Court Opinion

ID: 9582440
Source: CourtListenerOpinion
Date Created: 2023-08-21 22:26:57.244026+00
Date Added: 2024-06-11T13:37:48.314451
License: Public Domain

STARCHER, Justice,
concurring.
(Filed July 2, 2002)
There is a single point I wish to make in this case.
According to the briefs, the defendant in this ease was released from prison on parole in August of 1999. Two months later he was committing the robberies that led to the ninety-year prison sentence that is at issue in the instant case. This defendant is apparently a “poster child” for how our correctional system is failing us.
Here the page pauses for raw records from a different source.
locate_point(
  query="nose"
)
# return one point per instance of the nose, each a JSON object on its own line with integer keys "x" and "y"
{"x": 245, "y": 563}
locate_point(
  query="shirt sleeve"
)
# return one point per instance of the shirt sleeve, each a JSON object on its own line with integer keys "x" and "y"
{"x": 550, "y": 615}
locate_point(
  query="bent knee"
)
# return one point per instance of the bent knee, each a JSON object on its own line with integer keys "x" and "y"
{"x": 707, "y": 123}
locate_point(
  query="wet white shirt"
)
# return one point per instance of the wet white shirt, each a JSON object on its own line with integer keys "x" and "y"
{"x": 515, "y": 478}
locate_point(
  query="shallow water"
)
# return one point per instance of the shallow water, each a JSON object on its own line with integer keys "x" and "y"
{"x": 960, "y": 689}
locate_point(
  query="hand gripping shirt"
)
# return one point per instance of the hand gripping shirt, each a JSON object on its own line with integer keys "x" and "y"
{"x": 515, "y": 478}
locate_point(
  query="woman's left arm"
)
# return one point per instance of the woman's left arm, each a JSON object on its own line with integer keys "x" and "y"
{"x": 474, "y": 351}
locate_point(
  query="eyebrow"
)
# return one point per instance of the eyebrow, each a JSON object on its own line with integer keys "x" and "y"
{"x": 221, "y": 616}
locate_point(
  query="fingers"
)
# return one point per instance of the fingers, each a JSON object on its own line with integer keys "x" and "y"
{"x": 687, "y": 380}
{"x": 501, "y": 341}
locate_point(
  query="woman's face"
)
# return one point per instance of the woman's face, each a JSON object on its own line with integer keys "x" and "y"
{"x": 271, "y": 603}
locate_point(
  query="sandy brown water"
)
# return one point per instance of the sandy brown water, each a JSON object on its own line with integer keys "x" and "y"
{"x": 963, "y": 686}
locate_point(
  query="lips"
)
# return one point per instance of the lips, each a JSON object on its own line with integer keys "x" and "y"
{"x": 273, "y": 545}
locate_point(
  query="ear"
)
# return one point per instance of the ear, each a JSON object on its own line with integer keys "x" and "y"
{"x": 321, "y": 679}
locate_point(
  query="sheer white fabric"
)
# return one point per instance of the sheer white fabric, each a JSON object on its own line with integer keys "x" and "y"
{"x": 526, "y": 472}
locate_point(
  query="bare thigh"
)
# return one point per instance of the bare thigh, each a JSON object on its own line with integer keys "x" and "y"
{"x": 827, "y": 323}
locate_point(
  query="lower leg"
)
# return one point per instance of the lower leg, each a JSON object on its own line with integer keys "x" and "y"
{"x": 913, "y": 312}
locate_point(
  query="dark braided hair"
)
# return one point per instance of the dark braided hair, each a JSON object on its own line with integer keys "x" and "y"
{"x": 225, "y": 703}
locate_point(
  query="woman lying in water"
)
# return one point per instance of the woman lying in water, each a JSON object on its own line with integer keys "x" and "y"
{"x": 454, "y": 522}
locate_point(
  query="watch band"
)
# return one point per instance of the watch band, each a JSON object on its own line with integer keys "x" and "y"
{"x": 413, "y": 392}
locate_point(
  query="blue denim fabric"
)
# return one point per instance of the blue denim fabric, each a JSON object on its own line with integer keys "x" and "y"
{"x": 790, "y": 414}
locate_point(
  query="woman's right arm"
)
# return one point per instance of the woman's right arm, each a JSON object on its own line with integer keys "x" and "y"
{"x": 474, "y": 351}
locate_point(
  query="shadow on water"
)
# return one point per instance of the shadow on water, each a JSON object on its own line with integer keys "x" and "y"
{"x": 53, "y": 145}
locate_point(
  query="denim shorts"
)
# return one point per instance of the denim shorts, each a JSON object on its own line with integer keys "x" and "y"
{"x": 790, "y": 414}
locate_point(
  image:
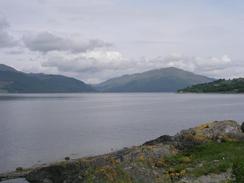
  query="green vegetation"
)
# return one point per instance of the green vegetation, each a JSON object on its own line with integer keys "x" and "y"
{"x": 218, "y": 86}
{"x": 209, "y": 158}
{"x": 13, "y": 81}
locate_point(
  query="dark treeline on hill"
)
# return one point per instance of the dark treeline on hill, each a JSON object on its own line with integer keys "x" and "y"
{"x": 218, "y": 86}
{"x": 168, "y": 79}
{"x": 13, "y": 81}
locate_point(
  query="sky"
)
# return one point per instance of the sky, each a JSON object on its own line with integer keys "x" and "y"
{"x": 94, "y": 40}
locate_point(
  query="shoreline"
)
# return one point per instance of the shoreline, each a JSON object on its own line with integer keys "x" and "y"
{"x": 134, "y": 162}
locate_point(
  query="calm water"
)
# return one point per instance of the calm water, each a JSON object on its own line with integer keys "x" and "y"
{"x": 35, "y": 129}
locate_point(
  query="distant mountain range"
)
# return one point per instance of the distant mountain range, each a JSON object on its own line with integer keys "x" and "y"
{"x": 218, "y": 86}
{"x": 161, "y": 80}
{"x": 13, "y": 81}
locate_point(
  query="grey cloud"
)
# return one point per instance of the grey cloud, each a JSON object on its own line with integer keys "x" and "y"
{"x": 6, "y": 39}
{"x": 45, "y": 42}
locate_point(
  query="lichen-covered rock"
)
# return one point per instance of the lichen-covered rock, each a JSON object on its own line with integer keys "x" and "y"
{"x": 145, "y": 163}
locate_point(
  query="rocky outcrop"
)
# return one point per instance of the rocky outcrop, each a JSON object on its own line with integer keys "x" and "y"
{"x": 146, "y": 163}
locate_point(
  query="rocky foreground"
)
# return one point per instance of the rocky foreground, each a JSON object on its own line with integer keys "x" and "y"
{"x": 212, "y": 152}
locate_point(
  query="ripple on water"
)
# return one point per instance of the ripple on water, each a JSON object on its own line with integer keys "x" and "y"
{"x": 15, "y": 181}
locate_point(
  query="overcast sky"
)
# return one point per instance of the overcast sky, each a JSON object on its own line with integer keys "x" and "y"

The defendant’s official “record” begins with a conviction of grand larceny in 1972, apparently followed by a substantial stretch in prison. The prosecution says the defendant has spent his entire adult life at “crime,” and he will likely continue in that path. The circuit judge saw the case the same way, and imposed what is probably a life sentence for this forty-five-year-old defendant.
I concur in the Court’s judgment, because I think there is a fan* possibility that as a circuit judge, I would have read this defendant as a truly dangerous person who needs to be restrained for a very long time to protect the public. Even so, I would have probably imposed about a twenty-five-year sentence, on the grounds that in ten or twelve years there is a fair chance this defendant’s tendency to crime and violence would have abated enough to let the parole board take a look at him. Ninety years seems too long for a crime with no weapon. But the judge looked hard at this defendant and made a judgment that in this case I do not choose to second-guess.